This week, I completed my second assignment for my academic credit internship. ILR’s credit internship program requires that its student completes one large paper assignment, graded by a faculty adviser, to determine the student’s grade for 4 of his or her earned credits. In my case, my faculty adviser and I created a schedule to help keep me on track with finishing a thesis assignment by December. My first assignment was to call her in early October, when I had worked at the EEOC for several weeks, and to propose a thesis topic. My second assignment was compose a project proposal–a document about 3-4 pages long which outlined my thesis topic, my primary and secondary sources, and the implication of my research.

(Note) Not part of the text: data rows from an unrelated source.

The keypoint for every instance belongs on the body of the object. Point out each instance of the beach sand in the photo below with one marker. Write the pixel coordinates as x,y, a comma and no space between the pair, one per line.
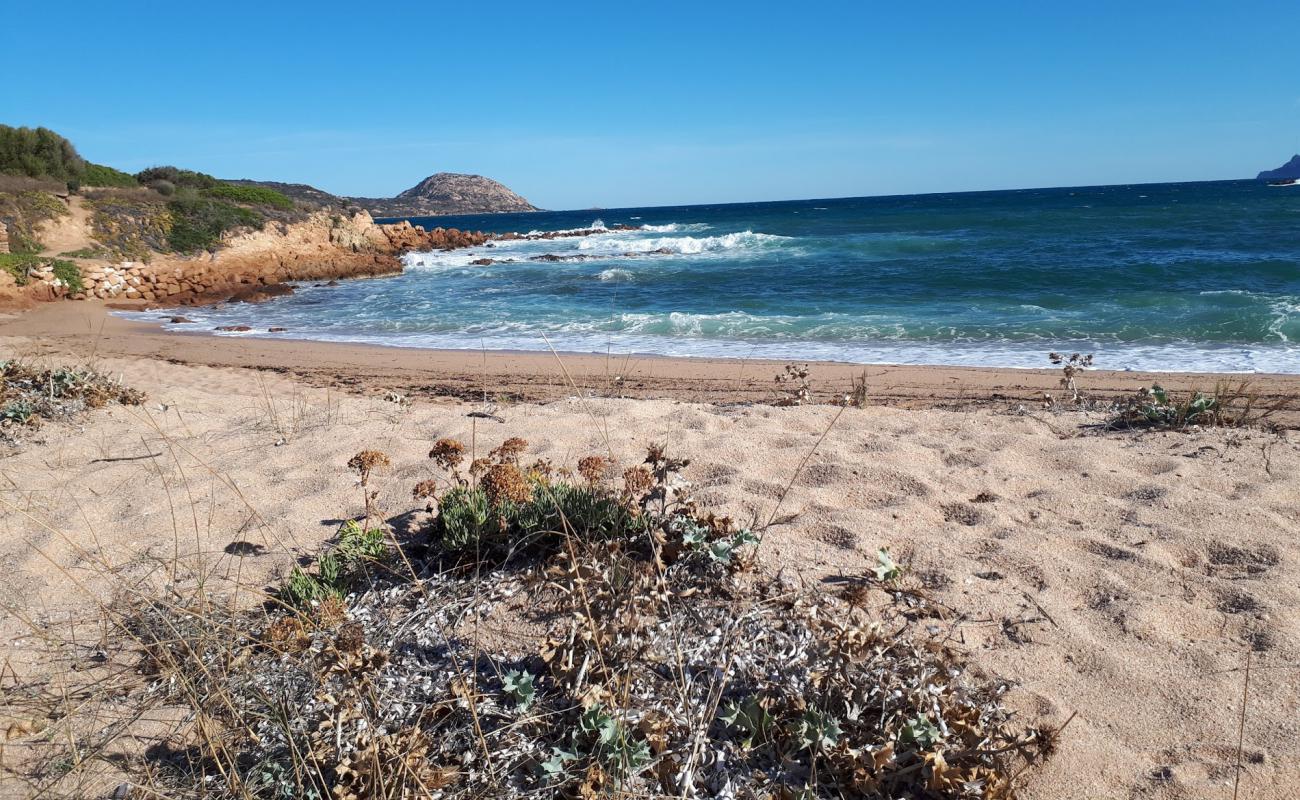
1122,578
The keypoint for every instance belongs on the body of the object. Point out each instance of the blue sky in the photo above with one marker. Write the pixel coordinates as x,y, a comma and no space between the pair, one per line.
614,104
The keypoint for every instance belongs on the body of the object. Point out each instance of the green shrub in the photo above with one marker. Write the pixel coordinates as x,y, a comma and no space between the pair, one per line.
177,177
252,195
38,152
86,253
199,223
337,569
18,264
69,275
98,174
468,520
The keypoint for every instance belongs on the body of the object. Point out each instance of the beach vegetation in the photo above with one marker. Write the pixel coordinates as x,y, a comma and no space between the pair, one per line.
31,394
38,152
199,223
794,385
1229,405
666,666
1071,366
24,211
98,174
177,177
251,195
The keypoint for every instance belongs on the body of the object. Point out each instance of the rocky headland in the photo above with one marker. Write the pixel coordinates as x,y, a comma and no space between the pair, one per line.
441,194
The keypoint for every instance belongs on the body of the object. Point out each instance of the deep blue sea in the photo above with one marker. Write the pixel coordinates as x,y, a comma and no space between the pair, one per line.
1170,276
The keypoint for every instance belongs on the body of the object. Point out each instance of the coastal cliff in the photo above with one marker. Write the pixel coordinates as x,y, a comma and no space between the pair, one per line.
441,194
323,246
1291,169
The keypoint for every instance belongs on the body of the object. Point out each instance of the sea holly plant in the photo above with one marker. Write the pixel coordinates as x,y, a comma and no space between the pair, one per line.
887,571
1071,366
817,730
519,687
752,718
555,768
921,733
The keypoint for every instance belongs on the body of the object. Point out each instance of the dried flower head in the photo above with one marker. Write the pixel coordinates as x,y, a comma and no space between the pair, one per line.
542,468
592,467
506,483
350,638
510,450
286,634
447,453
637,480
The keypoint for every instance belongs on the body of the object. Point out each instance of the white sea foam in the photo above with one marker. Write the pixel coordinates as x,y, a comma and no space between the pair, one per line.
681,245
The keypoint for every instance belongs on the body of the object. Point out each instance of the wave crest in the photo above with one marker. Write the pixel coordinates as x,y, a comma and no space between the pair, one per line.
684,245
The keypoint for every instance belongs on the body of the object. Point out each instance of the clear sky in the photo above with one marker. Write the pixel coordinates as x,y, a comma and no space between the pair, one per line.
611,104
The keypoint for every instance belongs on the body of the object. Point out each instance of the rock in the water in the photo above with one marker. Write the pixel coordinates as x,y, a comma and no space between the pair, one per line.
1291,169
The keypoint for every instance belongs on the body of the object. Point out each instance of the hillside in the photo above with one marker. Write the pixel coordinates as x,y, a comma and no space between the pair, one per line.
446,194
440,194
1291,169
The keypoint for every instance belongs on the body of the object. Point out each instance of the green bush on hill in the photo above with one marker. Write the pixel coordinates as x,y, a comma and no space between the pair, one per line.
177,177
38,152
198,223
20,266
251,195
98,174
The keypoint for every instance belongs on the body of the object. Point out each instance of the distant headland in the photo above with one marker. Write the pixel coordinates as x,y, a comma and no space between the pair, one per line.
1291,169
440,194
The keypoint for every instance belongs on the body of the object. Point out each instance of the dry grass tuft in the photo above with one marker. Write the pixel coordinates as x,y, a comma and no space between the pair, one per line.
667,667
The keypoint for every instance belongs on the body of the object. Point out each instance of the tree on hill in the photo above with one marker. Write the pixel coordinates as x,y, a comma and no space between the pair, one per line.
38,152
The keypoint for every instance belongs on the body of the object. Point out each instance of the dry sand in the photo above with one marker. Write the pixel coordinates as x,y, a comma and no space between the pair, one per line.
1123,578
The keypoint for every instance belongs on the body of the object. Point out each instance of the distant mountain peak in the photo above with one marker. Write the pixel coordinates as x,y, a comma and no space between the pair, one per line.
1291,169
455,193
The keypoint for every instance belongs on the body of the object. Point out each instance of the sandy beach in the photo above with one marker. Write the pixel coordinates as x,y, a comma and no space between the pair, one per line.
1119,578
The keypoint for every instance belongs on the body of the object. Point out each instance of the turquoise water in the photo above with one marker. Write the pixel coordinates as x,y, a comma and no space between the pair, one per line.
1181,276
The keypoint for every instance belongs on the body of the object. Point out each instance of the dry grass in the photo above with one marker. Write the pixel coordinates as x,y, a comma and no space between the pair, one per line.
666,666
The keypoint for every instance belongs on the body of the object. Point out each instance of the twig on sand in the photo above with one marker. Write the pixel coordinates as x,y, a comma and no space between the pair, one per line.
1240,725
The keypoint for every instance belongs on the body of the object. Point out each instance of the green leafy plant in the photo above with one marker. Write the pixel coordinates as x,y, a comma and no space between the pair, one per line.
199,223
98,174
69,273
252,195
817,730
336,569
921,733
518,686
752,718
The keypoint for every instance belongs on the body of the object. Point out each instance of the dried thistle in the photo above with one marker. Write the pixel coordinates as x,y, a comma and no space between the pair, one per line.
593,467
425,489
637,481
368,461
510,450
350,638
1071,367
506,483
794,385
447,453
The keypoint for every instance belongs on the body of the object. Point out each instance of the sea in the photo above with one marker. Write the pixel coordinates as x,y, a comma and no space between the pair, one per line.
1197,276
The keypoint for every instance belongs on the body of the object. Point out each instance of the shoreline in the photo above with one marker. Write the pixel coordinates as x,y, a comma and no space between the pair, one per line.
86,328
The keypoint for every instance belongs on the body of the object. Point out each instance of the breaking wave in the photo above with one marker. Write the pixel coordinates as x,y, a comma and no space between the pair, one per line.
683,245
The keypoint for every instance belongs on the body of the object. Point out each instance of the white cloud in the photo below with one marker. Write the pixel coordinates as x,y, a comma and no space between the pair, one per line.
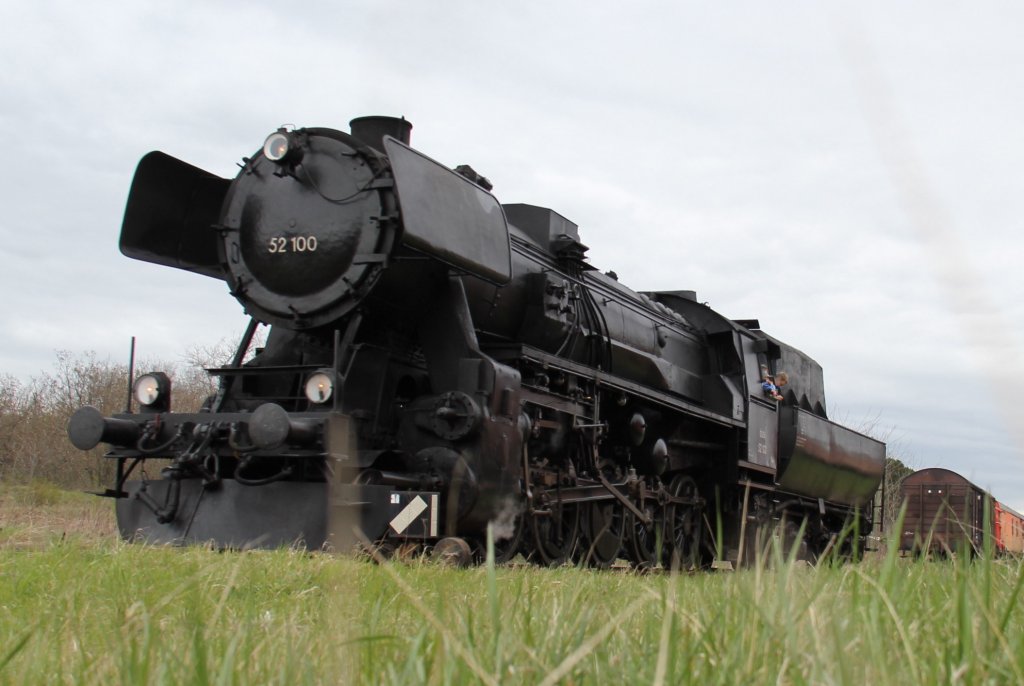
726,149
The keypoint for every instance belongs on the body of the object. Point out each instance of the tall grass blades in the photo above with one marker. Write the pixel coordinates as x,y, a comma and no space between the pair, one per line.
88,610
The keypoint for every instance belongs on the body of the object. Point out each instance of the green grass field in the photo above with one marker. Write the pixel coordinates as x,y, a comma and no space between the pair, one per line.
77,606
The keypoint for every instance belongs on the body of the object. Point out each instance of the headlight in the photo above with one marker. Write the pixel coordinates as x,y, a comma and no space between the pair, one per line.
320,387
283,146
154,391
275,146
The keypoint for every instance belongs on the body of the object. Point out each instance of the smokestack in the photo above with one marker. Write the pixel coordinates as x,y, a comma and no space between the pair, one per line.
371,130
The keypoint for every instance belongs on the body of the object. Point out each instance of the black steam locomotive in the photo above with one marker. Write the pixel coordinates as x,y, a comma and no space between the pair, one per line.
438,362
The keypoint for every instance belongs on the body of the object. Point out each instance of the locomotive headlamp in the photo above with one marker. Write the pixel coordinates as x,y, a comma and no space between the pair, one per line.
154,392
282,147
320,387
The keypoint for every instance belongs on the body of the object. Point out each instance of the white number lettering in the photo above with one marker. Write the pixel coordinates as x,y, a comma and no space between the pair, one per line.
295,244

The final assignment will be the final thesis paper, due in December.
The first assignment was easy enough to complete. I am lucky enough to have a faculty adviser who I really enjoy talking to, so it was nice to catch up with her over phone on her research and share my experiences at the EEOC. I threw around a few ideas for a thesis topic and, with her recommendation, I finalized my focus.
The next step, however, was much more difficult. Composing a project proposal isn’t a very difficult assignment. I’ve written similar papers for classes in previous semesters within a few hours. Unfortunately, I struggled this time around to finish the paper and submit it on time to my professor, even though I technically had a week to complete it. What went wrong?
There just wasn’t time.
It seems counter-intuitive given that I had a week to finish the assignment but, in actuality, I did have significantly less time to finish my project than I would have otherwise had if I was still on campus. At Cornell, I had a much different schedule than I do now. Academics were the priority and other time-consuming activities, like work and extracurricular activities, were squeezed into whatever remaining time was left after my homework was finished. Now, it’s the opposite: I have to negotiate time for my academics because the fixed element of my schedule is working, not homework.
When I received similar assignments at Cornell, I would come home from class and work on them immediately. If finishing the assignment required more hours than expected and began to cut into work hours, then I would call out of work to finish the assignment. At best, I would bring my homework to work and attempt to finish it during slower moments within my shift. Now, I would never conceive of calling out of work with the EEOC to finish an academic project. Rather, I rush to finish assignments on my train rides to and from work and in the hour I have free at home before bed. This shift is significant, and I finally felt its consequences this week when working on my project proposal. It’s much harder to focus on academics when other time constraints like work are not flexible.
At the EEOC, I know several employees who currently work full-time and also pursue undergraduate-level or graduate-level schooling at night. My mother did something similar as a young woman–balancing school, work, and taking care of a child for several years. While I always admired these individuals for maintaining this balance, I became aware this week that I barely understand the difficulty of what they have accomplished thus far. I tasted what it is like to have to study in an environment where your schedule is fixed and your daily needs force education onto the back-burner when allocating your time. It’s stressful and frustrating. To have finished so many years of my undergraduate education without experiencing those worries in a crippling extent, as so many others must do…surely I must be blessed.